Introduction
In practice, consumer protection laws are designed to protect both the consumer and the business against fraud and unfair competition. However, the proposed one-way contract favors the business against contractual liabilities leaving out the customer. The purpose of this article is to investigate the regime of one-way contracts between the customer and the business, which binds the consumers to the business and not the other way (Ben-Shahar, 2012). The study has revealed that existing contracts are disguised as one and not two-way contracts (Harris Jr, 2006). Redesigning the consumer protection laws for better contracts is possible.
Summary
Ben-Shahar (2010) provides a detailed review of one-way contracts that are enforceable against the customer and not the business. Ben-Shahar (2010) notes that consumer-to business contracts are characteristically designed with bad pro-business and difficult to enforce and expensive pro-consumer terms. The existing gaps eventually end up as deterrence to criminal law. Consumer Protection Acts (CPA) do not guarantee direct compensation to consumers but guarantee a significant level of protection through private attorneys.
CPAs have proved to be effective as well as being the source of diverse and frivolous suits. Perceptions of one-way contracts that are enforceable by one party emerge. Ben-Shahar (2010) argues that consumer-oriented contract remedies do not apply in this case, but a business can resort to legal remedies if the customer fails to honor the contract. Consumer-oriented contracts allow both parties to rewrite and redesign the laws and terms of engagement between them.
Literature review
Ben-Shahar (2010) accurately depicts a situation where businesses are not subject to legal liabilities when a breach of contract between the customer and the business occurs. A one-way contract enforceable only against the consumers defines the paradigm which Ben-Shahar (2010) proposes to be a better way of protecting the customers. According to Ben-Shahar and Logue (2012), the traditional reasons for establishing a binding contract between the customer and the business are to protect both parties.
However, Wang (2008) notes that disputes arise if businesses craft contracts that fail to account for the rights because they lack legal backing. According to Wright (2012), contract laws are designed to protect consumers based on a fair relationship between both contracting both parties. Wright (2012) provides the basic definition of fair treatment from the perspective of the areas of marketing such as product policy, pricing, marketing communication, distribution, and privacy issues.
Wright (2012) argues that traditional contracts are designed to ensure consumer protection due to product flaws such as hidden defects, excessive pricing, consumer irrationality, standardization, safety issues, and negative externalities.
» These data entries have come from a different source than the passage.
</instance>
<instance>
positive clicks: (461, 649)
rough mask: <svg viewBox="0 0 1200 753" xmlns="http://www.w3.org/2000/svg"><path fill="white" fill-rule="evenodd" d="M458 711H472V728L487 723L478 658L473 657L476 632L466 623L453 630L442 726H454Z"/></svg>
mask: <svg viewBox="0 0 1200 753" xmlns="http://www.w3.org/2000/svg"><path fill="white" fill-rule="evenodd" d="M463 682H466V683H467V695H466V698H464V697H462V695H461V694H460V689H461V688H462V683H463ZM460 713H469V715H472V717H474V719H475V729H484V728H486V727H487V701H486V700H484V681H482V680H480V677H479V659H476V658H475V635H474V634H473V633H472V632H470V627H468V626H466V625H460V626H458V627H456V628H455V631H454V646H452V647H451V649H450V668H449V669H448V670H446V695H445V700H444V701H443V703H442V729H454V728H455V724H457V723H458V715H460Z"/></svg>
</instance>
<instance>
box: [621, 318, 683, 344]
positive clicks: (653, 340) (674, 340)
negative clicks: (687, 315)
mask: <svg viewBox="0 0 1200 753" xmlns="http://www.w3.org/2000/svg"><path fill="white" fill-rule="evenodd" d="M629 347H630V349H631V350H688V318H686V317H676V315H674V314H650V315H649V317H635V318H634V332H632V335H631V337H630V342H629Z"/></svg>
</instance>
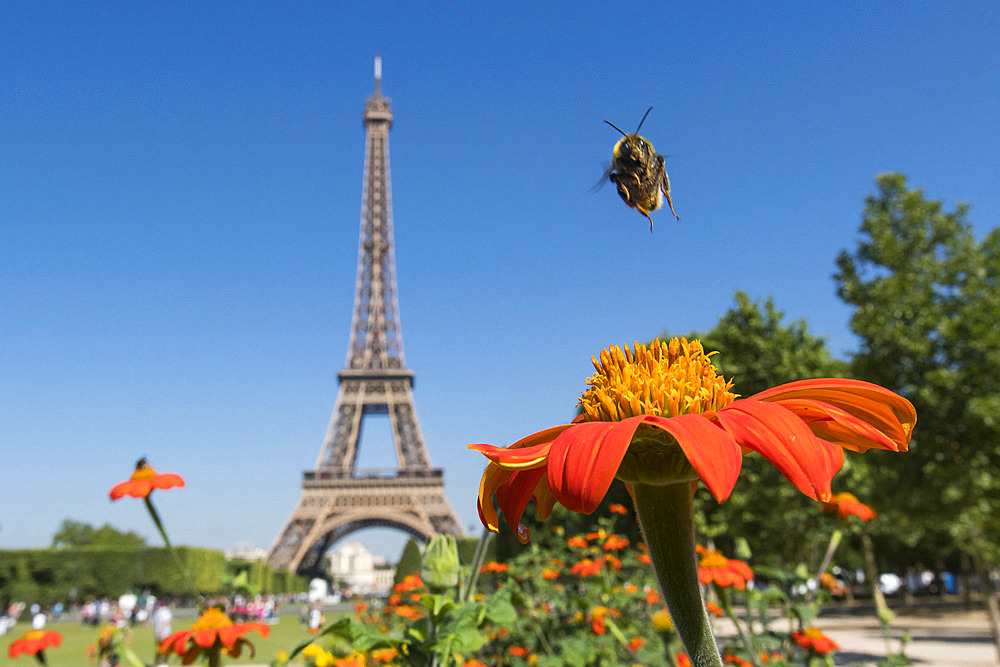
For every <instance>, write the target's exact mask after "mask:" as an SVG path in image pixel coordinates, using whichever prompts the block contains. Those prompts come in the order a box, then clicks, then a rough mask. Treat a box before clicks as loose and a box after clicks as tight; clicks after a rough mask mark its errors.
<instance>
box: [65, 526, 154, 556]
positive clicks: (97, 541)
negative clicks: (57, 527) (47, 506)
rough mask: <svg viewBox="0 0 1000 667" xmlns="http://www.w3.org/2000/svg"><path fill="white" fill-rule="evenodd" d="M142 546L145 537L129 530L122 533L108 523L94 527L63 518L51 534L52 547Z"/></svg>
mask: <svg viewBox="0 0 1000 667" xmlns="http://www.w3.org/2000/svg"><path fill="white" fill-rule="evenodd" d="M144 546H146V538H144V537H142V536H141V535H139V534H138V533H135V532H133V531H131V530H130V531H128V532H127V533H123V532H121V531H120V530H117V529H115V528H114V527H112V526H111V525H110V524H104V525H103V526H101V527H100V528H94V527H93V526H91V525H90V524H88V523H83V522H82V521H73V520H72V519H65V520H64V521H63V522H62V525H61V526H60V527H59V530H57V531H56V533H55V535H53V536H52V547H53V548H54V549H67V548H73V547H102V548H122V549H135V548H139V547H144Z"/></svg>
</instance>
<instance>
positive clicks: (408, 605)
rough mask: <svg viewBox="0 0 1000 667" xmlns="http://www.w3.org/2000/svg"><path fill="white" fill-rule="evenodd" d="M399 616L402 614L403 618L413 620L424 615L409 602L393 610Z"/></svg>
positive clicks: (397, 607)
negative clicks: (409, 602)
mask: <svg viewBox="0 0 1000 667" xmlns="http://www.w3.org/2000/svg"><path fill="white" fill-rule="evenodd" d="M393 611H394V612H395V613H396V615H397V616H402V617H403V618H408V619H410V620H411V621H419V620H420V619H421V618H423V617H424V615H423V614H421V613H420V612H419V611H417V609H416V607H411V606H410V605H408V604H401V605H399V606H398V607H396V608H395V609H394V610H393Z"/></svg>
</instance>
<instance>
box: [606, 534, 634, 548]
mask: <svg viewBox="0 0 1000 667" xmlns="http://www.w3.org/2000/svg"><path fill="white" fill-rule="evenodd" d="M628 545H629V541H628V539H627V538H624V537H621V536H620V535H609V536H608V539H607V540H605V542H604V550H605V551H618V550H619V549H624V548H625V547H627V546H628Z"/></svg>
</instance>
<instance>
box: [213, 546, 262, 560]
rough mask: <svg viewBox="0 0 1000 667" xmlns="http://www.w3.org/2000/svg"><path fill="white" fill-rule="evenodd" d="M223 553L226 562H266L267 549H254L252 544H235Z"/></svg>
mask: <svg viewBox="0 0 1000 667" xmlns="http://www.w3.org/2000/svg"><path fill="white" fill-rule="evenodd" d="M223 553H224V555H225V557H226V560H257V561H264V560H267V549H262V548H261V547H255V546H253V545H252V544H237V545H236V546H235V547H233V548H232V549H228V550H226V551H225V552H223Z"/></svg>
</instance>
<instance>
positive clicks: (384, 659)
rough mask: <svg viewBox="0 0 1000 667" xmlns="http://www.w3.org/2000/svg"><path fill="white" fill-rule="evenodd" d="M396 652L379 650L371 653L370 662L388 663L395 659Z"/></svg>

This is a widely accepted and applied approach to consumer protection based on the general principles of consumer protections established under the law in many countries including the USA and China (Harris Jr, 2006).
However, Ben-Shahar and Logue (2012) dismiss the veracity argument on the consumer protection law by asserting that laws fail because of inherent weaknesses that enable businesses to exploit customers and evade liability. However, the discourse fails to show how emphasis can be placed on consumer-oriented contract remedies, which in practice can be achieved by invoking criminal or tort laws to protect the consumer. Here, the critical aspect is to distinctly define the points of demarcation between the customer and the business to enforce a state of fairness.
References
Ben-Shahar, O., & Logue, K. D. (2012). Outsourcing Regulation: How Insurance Reduces Moral Hazard. Michigan Law Review, 1(1), 197-248.
Ben-Shahar, O. (2010). One-Way Contracts: Consumer Protection without Law. European Review of Contract Law, 6(3), 221-249.
Harris Jr, H. S. (2006). Making of an Antitrust Law: The Pending Anti-Monopoly Law of the People’s Republic of China, The. Chi. J. Int’l L., 7 (1), 169.
Wang, X. (2008). Highlights of China’s new anti-monopoly law. Antitrust Law Journal, 75(1), 133-150.
Wright, J. D. (2012). The Antitrust/Consumer Protection Paradox: Two Policies at War with Each Other. Yale Law Journal, Forthcoming, 1(1), 12-45.